Surplus Center now has cylinders with the swivel balls on several different lengths and diameters of cylinders. The ball is kind of close to the stationary end on the cylinder. I have to put the cylinder in the top draft hole to keep the cylinder from hitting the third arm mount.
 
   / Hydraulic Top Link #17  
JerryG said:
Surplus Center now has cylinders with the swivel balls on several different lengths and diameters of cylinders. The ball is kind of close to the stationary end on the cylinder. I have to put the cylinder in the top draft hole to keep the cylinder from hitting the third arm mount.
I like those prices at Surplus Center! :) I could almost do that today! :D

So do I really need the check valves or not??? :confused:

Dougster
 
   / Hydraulic Top Link #18  
Dougster said:
I like those prices at Surplus Center! :) I could almost do that today! :D

So do I really need the check valves or not??? :confused:

Dougster

I would say no. I do not have them on mine and have not needed them. I may be wrong, but I do not think that any that you buy from Kubota or John Deere or implement manufactures have the check valves. None of the commercial tractors that I have seen have them. But then again most of the tractor world could be wrong.:rolleyes:

If you get one, get a 3" cylinder and be done with it.
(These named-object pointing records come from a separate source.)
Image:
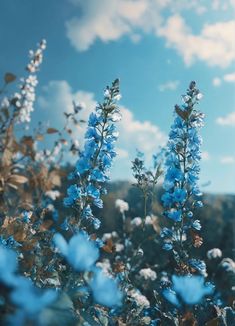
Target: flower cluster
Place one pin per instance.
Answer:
(187, 289)
(25, 100)
(82, 253)
(93, 166)
(29, 300)
(182, 195)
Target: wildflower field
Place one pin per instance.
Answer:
(72, 254)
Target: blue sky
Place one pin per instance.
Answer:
(155, 47)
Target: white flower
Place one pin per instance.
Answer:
(148, 220)
(199, 96)
(139, 298)
(106, 236)
(137, 221)
(107, 93)
(148, 273)
(119, 247)
(105, 266)
(5, 103)
(53, 194)
(214, 253)
(121, 205)
(26, 99)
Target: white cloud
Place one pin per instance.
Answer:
(227, 160)
(228, 120)
(205, 156)
(147, 137)
(107, 20)
(215, 45)
(229, 78)
(170, 85)
(216, 81)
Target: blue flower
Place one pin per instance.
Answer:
(80, 252)
(92, 167)
(8, 265)
(198, 265)
(191, 289)
(74, 192)
(182, 166)
(82, 165)
(92, 191)
(93, 120)
(196, 225)
(105, 290)
(167, 246)
(174, 174)
(180, 195)
(30, 299)
(167, 199)
(175, 215)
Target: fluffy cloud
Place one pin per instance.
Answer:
(227, 160)
(110, 20)
(57, 98)
(228, 120)
(170, 85)
(107, 20)
(215, 45)
(229, 78)
(205, 156)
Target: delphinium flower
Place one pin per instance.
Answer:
(24, 100)
(214, 253)
(29, 300)
(105, 289)
(92, 168)
(121, 205)
(183, 154)
(189, 290)
(146, 179)
(148, 273)
(82, 254)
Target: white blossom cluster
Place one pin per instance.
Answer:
(148, 273)
(214, 253)
(137, 221)
(52, 194)
(121, 205)
(25, 100)
(139, 298)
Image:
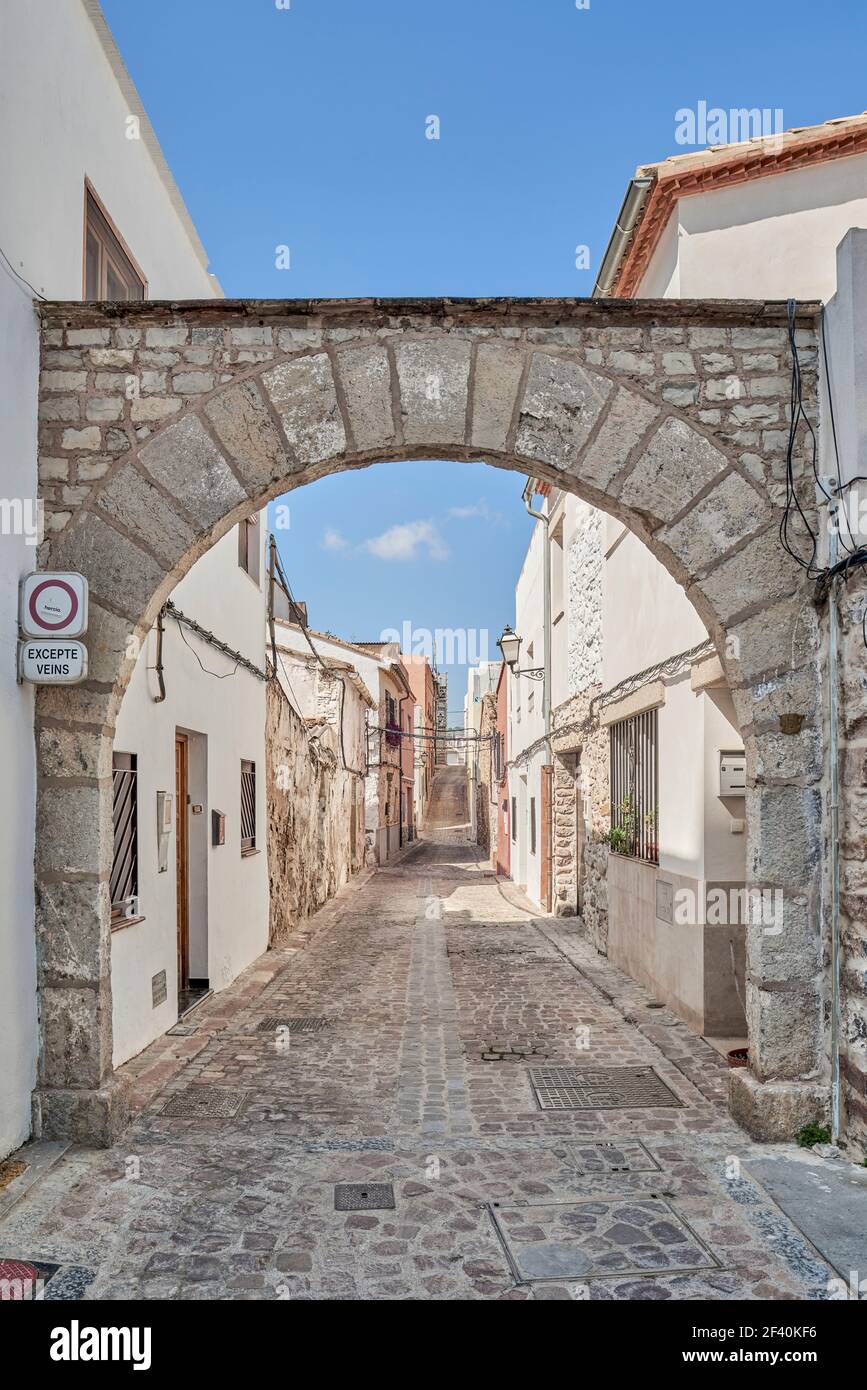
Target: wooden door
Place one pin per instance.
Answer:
(182, 858)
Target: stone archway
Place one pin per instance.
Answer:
(163, 424)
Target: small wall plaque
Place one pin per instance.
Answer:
(664, 901)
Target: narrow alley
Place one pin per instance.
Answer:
(382, 1109)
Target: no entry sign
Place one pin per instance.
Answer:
(54, 605)
(45, 662)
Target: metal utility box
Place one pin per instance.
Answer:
(732, 774)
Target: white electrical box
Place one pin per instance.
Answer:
(732, 774)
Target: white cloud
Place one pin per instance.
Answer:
(403, 542)
(478, 510)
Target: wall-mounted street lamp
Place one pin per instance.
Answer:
(510, 645)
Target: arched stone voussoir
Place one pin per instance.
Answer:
(559, 407)
(186, 463)
(675, 466)
(304, 396)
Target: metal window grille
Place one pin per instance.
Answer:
(634, 751)
(248, 805)
(125, 811)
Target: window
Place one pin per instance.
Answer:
(248, 545)
(635, 784)
(109, 268)
(248, 806)
(125, 859)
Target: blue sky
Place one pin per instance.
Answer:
(306, 127)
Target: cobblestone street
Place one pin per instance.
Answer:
(432, 1000)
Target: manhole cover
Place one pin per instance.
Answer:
(600, 1089)
(204, 1102)
(514, 1052)
(364, 1197)
(306, 1025)
(625, 1155)
(592, 1239)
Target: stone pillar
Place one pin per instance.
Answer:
(787, 1083)
(77, 1097)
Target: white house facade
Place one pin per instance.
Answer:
(89, 210)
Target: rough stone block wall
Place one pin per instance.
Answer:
(310, 797)
(853, 856)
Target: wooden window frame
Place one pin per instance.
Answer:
(111, 246)
(248, 806)
(125, 819)
(634, 772)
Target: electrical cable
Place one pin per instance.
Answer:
(18, 275)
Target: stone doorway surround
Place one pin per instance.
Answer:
(161, 424)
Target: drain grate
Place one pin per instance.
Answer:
(10, 1171)
(303, 1025)
(204, 1102)
(600, 1089)
(364, 1197)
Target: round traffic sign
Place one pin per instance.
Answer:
(53, 605)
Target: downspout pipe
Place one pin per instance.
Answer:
(834, 505)
(546, 628)
(543, 519)
(618, 242)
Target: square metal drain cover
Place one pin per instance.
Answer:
(364, 1197)
(596, 1237)
(204, 1102)
(600, 1089)
(304, 1025)
(627, 1155)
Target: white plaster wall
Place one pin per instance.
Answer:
(773, 238)
(18, 1022)
(63, 117)
(229, 715)
(645, 615)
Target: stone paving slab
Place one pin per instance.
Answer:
(416, 972)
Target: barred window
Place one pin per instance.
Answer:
(248, 806)
(125, 809)
(634, 751)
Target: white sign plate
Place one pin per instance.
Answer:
(50, 662)
(53, 605)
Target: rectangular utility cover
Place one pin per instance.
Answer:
(732, 774)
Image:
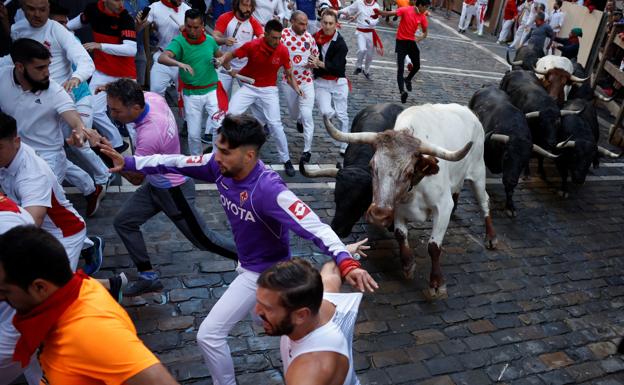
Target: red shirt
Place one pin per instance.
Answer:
(410, 19)
(263, 62)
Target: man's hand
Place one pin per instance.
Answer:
(361, 280)
(91, 46)
(187, 68)
(71, 84)
(117, 158)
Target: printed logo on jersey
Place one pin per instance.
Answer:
(299, 209)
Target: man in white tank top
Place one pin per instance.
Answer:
(316, 322)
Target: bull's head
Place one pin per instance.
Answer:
(399, 163)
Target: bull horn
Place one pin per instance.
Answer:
(537, 149)
(324, 172)
(348, 137)
(602, 97)
(577, 79)
(604, 152)
(438, 152)
(532, 114)
(499, 138)
(566, 144)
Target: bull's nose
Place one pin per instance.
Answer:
(380, 216)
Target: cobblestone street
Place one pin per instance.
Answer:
(546, 307)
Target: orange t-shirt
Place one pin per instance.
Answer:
(95, 342)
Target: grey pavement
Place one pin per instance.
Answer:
(546, 307)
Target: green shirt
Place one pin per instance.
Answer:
(198, 56)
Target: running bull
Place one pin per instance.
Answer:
(508, 143)
(417, 177)
(354, 186)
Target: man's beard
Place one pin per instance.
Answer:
(36, 85)
(284, 328)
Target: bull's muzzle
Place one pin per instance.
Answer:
(380, 216)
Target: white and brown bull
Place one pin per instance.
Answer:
(418, 170)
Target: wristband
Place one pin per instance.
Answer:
(347, 265)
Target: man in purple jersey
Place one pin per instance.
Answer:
(261, 211)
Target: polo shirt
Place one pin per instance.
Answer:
(166, 28)
(29, 181)
(37, 114)
(64, 48)
(300, 47)
(243, 30)
(198, 56)
(157, 133)
(94, 342)
(110, 28)
(410, 19)
(263, 61)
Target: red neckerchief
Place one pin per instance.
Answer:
(168, 4)
(321, 38)
(200, 40)
(6, 204)
(35, 325)
(105, 11)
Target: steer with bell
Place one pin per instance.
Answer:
(418, 170)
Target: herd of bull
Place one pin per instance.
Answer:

Remember that if you buy it, that was your food money for the rest of the year.:D :eek:
 
   / Hydraulic Top Link #19  
MtnViewRanch said:
I would say no. I do not have them on mine and have not needed them. I may be wrong, but I do not think that any that you buy from Kubota or John Deere or implement manufactures have the check valves. None of the commercial tractors that I have seen have them. But then again most of the tractor world could be wrong.:rolleyes: If you get one, get a 3" cylinder and be done with it. Remember that if you buy it, that was your food money for the rest of the year.:D :eek:
You rich left coast folks really like to rub it in... don't ya??? :p

Brian, I think I am limited to a 1-1/2" bore for a Cat I 3-point... otherwise the pins won't match the pin holes:

http://www.surpluscenter.com/pages/035.pdf

Dougster
 
   / Hydraulic Top Link #20  
Dougster said:
You rich left coast folks really like to rub it in... don't ya??? :p

Brian, I think I am limited to a 1-1/2" bore for a Cat I 3-point... otherwise the pins won't match the pin holes:

http://www.surpluscenter.com/pages/035.pdf

Dougster
Bushings man, bushings.

Doug, make one yourself, it's the only way to get it right. Buy the 3" cylinder, buy an aftermarket top link, a little cutting and welding and you have a hydraulic top link that is the right size for your tractor.:)

And it only costs you 6 months worth of meals, didn't you say that you needed to go on a diet? Although the only diet that I can think that you might need to go on would be a real food diet and get off that peanut butter & bread diet, that gets old quick.